Face masks when we are out of the house, and self-isolating when we ever get a fever or cough. But I know a lot of this advice is almost gratuitous for those who live in settlements where there are 10-20 people sleeping in the same house (or under the house) and there is no readily accessible running water etc.
However, alcohol needs to go away. I hear that many guys are drunk and loud (and engage in brawls) in the settlement below my house on a nightly basis. This kind of behaviour will lead to faster transmission and more difficulty for those who become ill.

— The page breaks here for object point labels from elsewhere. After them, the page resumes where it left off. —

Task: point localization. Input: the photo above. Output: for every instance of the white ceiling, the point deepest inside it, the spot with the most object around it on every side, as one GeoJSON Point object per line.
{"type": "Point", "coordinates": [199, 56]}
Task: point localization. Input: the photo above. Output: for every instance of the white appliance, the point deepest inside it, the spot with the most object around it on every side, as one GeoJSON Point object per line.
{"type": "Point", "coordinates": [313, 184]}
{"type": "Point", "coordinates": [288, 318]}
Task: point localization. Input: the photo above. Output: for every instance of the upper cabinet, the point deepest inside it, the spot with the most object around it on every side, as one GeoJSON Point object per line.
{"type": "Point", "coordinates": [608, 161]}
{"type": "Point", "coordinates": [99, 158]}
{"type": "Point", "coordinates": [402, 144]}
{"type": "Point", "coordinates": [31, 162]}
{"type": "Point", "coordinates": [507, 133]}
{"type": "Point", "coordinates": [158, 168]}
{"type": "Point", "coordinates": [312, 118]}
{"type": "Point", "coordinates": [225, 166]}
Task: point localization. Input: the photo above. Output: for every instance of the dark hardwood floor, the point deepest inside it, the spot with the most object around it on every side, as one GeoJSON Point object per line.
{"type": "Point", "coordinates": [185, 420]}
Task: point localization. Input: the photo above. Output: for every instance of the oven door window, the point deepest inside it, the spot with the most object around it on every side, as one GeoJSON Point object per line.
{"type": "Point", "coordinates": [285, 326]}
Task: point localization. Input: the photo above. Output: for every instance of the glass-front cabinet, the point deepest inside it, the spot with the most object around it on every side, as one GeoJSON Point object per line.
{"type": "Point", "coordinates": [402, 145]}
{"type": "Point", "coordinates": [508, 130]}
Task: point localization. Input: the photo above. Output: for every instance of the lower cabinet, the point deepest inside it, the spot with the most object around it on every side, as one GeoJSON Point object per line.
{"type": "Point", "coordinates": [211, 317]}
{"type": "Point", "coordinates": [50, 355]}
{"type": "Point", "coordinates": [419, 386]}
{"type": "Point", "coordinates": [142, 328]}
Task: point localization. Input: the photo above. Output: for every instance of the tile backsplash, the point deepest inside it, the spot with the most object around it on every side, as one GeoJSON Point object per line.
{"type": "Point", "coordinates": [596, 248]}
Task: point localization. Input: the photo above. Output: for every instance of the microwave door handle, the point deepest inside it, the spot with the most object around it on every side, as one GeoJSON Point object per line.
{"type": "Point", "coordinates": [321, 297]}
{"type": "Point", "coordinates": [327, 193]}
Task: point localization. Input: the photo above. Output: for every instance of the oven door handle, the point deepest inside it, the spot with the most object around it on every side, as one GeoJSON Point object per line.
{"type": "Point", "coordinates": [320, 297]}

What about the health services and health workers.
I think we should:
1. Allow everyone over the age of 60 years and anyone with co-morbidities to take retirement;
2. Any health worker who feels that they cannot do their normal work in the circumstances of the epidemic should also be permitted to retire or take leave (use up any credits and then go on leave without pay if they do not wish to come back to work at the end of their leave credits);
3. The COVID19 field hospitals should be expanded as the need arises, and adequate numbers of health staff be deployed to work in them. [In the past hundreds of nurses have applied for the few positions that are advertised, so there is apparently no shortage of nurses looking for work;
4. The rest of the health service should continue to work ‘as normal’: ie deal with the sick kids, the pregnant women, the other medical problems, the surgical cases (trauma, appendicitis etc.), but we stop doing non-essential stuff – like cosmetic surgery, infertility, minor ailments that a self applied bandage or Panadol can deal with. If we do not do this, there will be many more deaths from pregnancy problems, ordinary illnesses like pneumonia, TB and gastro etc than there will be from COVID19; and,
5. And although on a population basis there will be more deaths than usual, individual health workers (aged less than 60 and with no co-morbidities) should not be too fearful for their themselves and their families as the risk of death for a health young person is less than 1%.
We have learned to deal with other serious health threats in PNG – like TB and HIV which have case fatality rates higher than COVID19. Let’s learn to deal with this one. We really have no choice.